Indiciamento e dificuldades na obtenção de informações

Em dezembro de 2021, a Polícia Federal (PF) concluiu as investigações, apontando que o óleo vazou ou foi lançado ao mar pela tripulação do navio petroleiro Bouboulina, pertencente à empresa Delta Tankers, sediada na Grécia. A PF indiciou a Delta Tankers, o comandante do navio, Konstantinos Panagiotakopoulos, e o chefe de máquinas, Pavlo Slyvka, pelos crimes de poluição, descumprimento de obrigação ambiental e dano a unidades de conservação. O relatório da PF estimou os custos do dano ambiental em R$ 188 milhões, um “valor inicial e mínimo”.

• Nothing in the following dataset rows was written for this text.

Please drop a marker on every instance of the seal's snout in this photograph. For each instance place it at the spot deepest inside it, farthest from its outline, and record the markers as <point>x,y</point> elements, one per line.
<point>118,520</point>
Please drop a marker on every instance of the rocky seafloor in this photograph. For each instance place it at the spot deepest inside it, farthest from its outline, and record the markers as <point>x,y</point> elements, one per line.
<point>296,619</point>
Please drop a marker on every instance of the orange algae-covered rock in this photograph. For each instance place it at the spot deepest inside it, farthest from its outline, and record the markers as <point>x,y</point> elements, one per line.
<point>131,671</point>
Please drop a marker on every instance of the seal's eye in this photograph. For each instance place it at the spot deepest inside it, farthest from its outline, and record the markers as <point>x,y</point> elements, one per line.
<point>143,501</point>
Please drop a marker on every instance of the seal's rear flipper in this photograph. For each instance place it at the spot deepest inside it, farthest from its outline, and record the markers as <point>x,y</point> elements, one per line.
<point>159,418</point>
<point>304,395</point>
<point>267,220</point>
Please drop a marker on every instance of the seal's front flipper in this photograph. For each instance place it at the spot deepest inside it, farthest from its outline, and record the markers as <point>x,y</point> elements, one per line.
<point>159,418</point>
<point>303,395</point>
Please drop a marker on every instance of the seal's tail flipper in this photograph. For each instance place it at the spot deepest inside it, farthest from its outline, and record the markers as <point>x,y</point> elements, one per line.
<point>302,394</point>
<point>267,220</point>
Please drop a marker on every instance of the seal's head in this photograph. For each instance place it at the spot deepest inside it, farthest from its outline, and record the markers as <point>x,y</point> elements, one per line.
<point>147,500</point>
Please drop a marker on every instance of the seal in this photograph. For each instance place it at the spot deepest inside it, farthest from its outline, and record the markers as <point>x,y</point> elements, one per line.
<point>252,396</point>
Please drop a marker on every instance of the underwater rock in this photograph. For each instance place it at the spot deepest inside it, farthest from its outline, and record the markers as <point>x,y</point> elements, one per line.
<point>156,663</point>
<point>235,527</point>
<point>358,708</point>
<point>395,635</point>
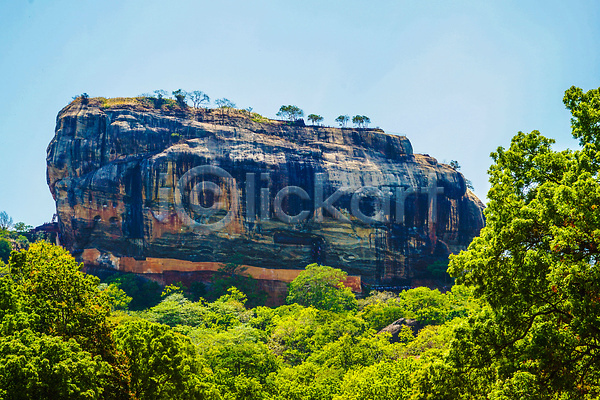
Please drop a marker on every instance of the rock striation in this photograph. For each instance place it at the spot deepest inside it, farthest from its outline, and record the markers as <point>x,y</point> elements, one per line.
<point>164,190</point>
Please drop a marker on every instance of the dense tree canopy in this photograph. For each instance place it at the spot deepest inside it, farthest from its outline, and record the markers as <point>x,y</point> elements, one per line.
<point>521,322</point>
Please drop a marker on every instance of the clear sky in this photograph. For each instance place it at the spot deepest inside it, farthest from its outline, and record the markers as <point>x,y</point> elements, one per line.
<point>459,78</point>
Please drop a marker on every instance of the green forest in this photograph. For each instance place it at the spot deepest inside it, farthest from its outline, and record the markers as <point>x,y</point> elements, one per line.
<point>522,320</point>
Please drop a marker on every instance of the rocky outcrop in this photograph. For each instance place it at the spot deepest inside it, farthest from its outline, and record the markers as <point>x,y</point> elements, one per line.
<point>134,184</point>
<point>396,327</point>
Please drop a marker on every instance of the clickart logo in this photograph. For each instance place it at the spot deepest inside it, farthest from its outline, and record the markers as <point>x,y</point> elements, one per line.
<point>207,197</point>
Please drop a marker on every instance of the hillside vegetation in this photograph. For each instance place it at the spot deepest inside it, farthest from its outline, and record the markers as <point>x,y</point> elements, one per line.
<point>522,321</point>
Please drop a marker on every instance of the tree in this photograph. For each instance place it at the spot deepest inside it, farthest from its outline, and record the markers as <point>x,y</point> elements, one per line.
<point>361,121</point>
<point>342,120</point>
<point>44,292</point>
<point>535,267</point>
<point>358,120</point>
<point>160,97</point>
<point>162,363</point>
<point>180,96</point>
<point>22,227</point>
<point>67,301</point>
<point>34,366</point>
<point>5,249</point>
<point>322,287</point>
<point>366,121</point>
<point>224,103</point>
<point>291,113</point>
<point>5,221</point>
<point>198,98</point>
<point>315,119</point>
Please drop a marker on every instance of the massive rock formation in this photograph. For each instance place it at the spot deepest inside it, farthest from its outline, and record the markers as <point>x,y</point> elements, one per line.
<point>157,191</point>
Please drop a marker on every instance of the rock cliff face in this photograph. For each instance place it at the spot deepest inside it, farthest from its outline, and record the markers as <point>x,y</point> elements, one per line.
<point>156,191</point>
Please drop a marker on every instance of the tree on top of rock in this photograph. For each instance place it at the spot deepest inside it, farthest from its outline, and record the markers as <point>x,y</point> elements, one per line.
<point>291,113</point>
<point>322,287</point>
<point>342,120</point>
<point>315,119</point>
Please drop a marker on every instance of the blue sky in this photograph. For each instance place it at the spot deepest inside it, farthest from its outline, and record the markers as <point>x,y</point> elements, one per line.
<point>458,78</point>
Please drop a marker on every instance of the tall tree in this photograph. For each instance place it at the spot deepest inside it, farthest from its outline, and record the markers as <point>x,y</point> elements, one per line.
<point>198,98</point>
<point>536,269</point>
<point>180,96</point>
<point>315,119</point>
<point>291,113</point>
<point>5,221</point>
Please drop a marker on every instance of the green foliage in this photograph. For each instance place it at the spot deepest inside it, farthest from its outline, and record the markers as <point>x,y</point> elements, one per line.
<point>233,274</point>
<point>291,113</point>
<point>429,307</point>
<point>342,120</point>
<point>162,363</point>
<point>180,97</point>
<point>5,249</point>
<point>361,121</point>
<point>144,293</point>
<point>224,103</point>
<point>322,287</point>
<point>22,227</point>
<point>117,298</point>
<point>535,268</point>
<point>5,221</point>
<point>381,381</point>
<point>38,366</point>
<point>198,98</point>
<point>315,119</point>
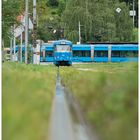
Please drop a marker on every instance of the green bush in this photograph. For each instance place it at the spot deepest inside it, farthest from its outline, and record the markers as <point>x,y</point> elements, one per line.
<point>27,92</point>
<point>107,93</point>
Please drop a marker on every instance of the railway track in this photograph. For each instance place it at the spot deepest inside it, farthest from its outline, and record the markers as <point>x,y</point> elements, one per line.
<point>63,125</point>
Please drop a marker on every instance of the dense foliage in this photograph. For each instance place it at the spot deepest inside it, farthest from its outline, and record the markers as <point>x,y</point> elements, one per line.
<point>108,95</point>
<point>27,93</point>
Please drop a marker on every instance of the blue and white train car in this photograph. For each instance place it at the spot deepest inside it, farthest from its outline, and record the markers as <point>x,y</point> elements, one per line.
<point>62,52</point>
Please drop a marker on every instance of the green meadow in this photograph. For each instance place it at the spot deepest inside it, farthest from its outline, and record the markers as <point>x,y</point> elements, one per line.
<point>27,93</point>
<point>108,95</point>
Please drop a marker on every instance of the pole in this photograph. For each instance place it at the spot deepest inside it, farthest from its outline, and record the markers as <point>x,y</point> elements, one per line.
<point>26,30</point>
<point>14,45</point>
<point>79,33</point>
<point>21,48</point>
<point>34,30</point>
<point>11,44</point>
<point>133,13</point>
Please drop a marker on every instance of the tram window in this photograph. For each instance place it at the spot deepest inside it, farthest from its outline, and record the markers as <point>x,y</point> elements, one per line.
<point>115,54</point>
<point>101,54</point>
<point>49,53</point>
<point>129,53</point>
<point>81,53</point>
<point>41,54</point>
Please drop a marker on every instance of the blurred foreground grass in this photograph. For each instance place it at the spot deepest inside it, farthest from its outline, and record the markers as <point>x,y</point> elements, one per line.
<point>108,95</point>
<point>27,92</point>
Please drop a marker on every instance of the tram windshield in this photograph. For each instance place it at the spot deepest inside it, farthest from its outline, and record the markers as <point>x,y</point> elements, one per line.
<point>62,48</point>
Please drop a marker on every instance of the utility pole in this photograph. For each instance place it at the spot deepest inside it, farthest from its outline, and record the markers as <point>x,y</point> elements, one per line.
<point>79,33</point>
<point>14,44</point>
<point>133,13</point>
<point>11,44</point>
<point>34,28</point>
<point>26,29</point>
<point>21,48</point>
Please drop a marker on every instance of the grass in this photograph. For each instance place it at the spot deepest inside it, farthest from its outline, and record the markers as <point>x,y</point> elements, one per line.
<point>27,93</point>
<point>108,95</point>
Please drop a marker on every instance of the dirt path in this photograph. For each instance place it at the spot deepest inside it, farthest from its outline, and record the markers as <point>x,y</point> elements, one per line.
<point>62,125</point>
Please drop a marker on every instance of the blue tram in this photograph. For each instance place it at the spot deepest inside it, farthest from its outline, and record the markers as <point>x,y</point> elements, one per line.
<point>62,52</point>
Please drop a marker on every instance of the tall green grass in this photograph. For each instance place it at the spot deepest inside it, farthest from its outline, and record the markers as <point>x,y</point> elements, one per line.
<point>107,93</point>
<point>27,92</point>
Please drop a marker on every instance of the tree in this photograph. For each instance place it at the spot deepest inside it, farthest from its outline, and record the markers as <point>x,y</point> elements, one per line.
<point>99,20</point>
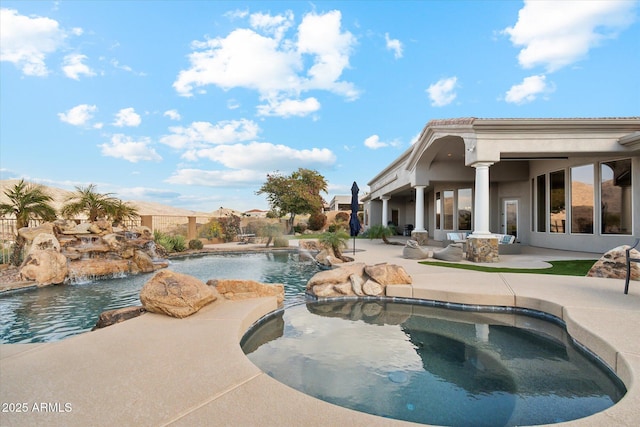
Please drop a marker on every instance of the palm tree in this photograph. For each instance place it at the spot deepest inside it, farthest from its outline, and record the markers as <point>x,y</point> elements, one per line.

A partir desse momento, o fato de o principal inquérito sobre o caso tramitar em segredo de justiça dificultou o acesso a informações por parte de movimentos sociais, imprensa e outros interessados. Andrea Rocha do Espírito Santo, coordenadora da campanha Mar de Luta, que reúne organizações de pescadores artesanais e entidades de defesa dos direitos humanos e socioambientais, afirmou que há dificuldades em obter informações. O MPF também se limitou a informar que a investigação é sigilosa e que não pode fornecer detalhes sobre as dúvidas pendentes acerca da autoria do derramamento.

A Advocacia-Geral da União (AGU) informou que não integra nenhum processo envolvendo a Delta Tankers. O Ibama, apesar de a PF ter apontado o navio grego como fonte da poluição, não aplicou nenhuma sanção administrativa ou multa. O órgão explicou que o indiciamento não é suficiente para a lavratura de auto de infração, mas que o caso pode resultar em sanções de até R$ 100 milhões, valor que seria destinado ao Fundo Nacional de Meio Ambiente e ao Tesouro Nacional. Entretanto, o Ibama já ressarciu a Petrobras pelos gastos, no valor de R$ 39 milhões (valor de 2020).

Sigilo da investigação e a visão da OAB

A presidenta da seccional da Ordem dos Advogados do Brasil (OAB) em Pernambuco, Ingrid Zanella, comentou o sigilo do inquérito. A especialista em direito marítimo e ambiental afirmou que, embora o sigilo seja razoável em alguns casos, ele impede a sociedade de acompanhar a evolução da apuração. Segundo ela, uma eventual ação de responsabilização civil só deve ser ajuizada quando não restarem dúvidas sobre os culpados. Além disso, a punição criminal e civil aos responsáveis contribuiria para dar mais segurança à navegação e ao transporte aquaviário no país. Zanella concluiu que a impunidade fragiliza a proteção ambiental.

Dúvidas e expectativas das comunidades afetadas

Andrea Rocha, da campanha Mar de Luta e do Conselho Pastoral dos Pescadores e Pescadoras (CPP), ressaltou a dificuldade de punir crimes ambientais transnacionais. Ela expressou as dúvidas e preocupações dos pescadores, mencionando a falta de informações oficiais sobre o caso. Andrea destacou que a incerteza manifestada pelo MPF pode indicar que as informações sobre o crime são insuficientes. Para ela, a resolução do caso, com a punição dos responsáveis e a reparação integral às vítimas, deveria ser prioridade máxima para o Estado.

A campanha Mar de Luta busca o reconhecimento da dimensão do crime, a total recuperação ambiental, a reparação socioeconômica às vítimas, a proteção aos territórios tradicionais pesqueiros e as devidas punições aos responsáveis, incluindo gestores públicos que demoraram a tomar providências. Andrea concluiu que o Estado brasileiro parece tratar o caso como um crime simples.

Comissões parlamentares e o desmantelamento da governança ambiental

A contaminação do litoral brasileiro pelo óleo foi objeto de comissões parlamentares, incluindo a CPI da Câmara dos Deputados, que encerrou seus trabalhos sem aprovar um relatório final com apontamento de responsabilidades e omissões. Uma comissão externa da Câmara já havia apontado omissão dos órgãos federais e atraso na tomada de decisões. O Senado também formou uma comissão temporária externa, cujo relatório destacou o contexto de “sistemático desmantelamento da estrutura de governança ambiental” do governo federal, o que teria agravado os efeitos do desastre.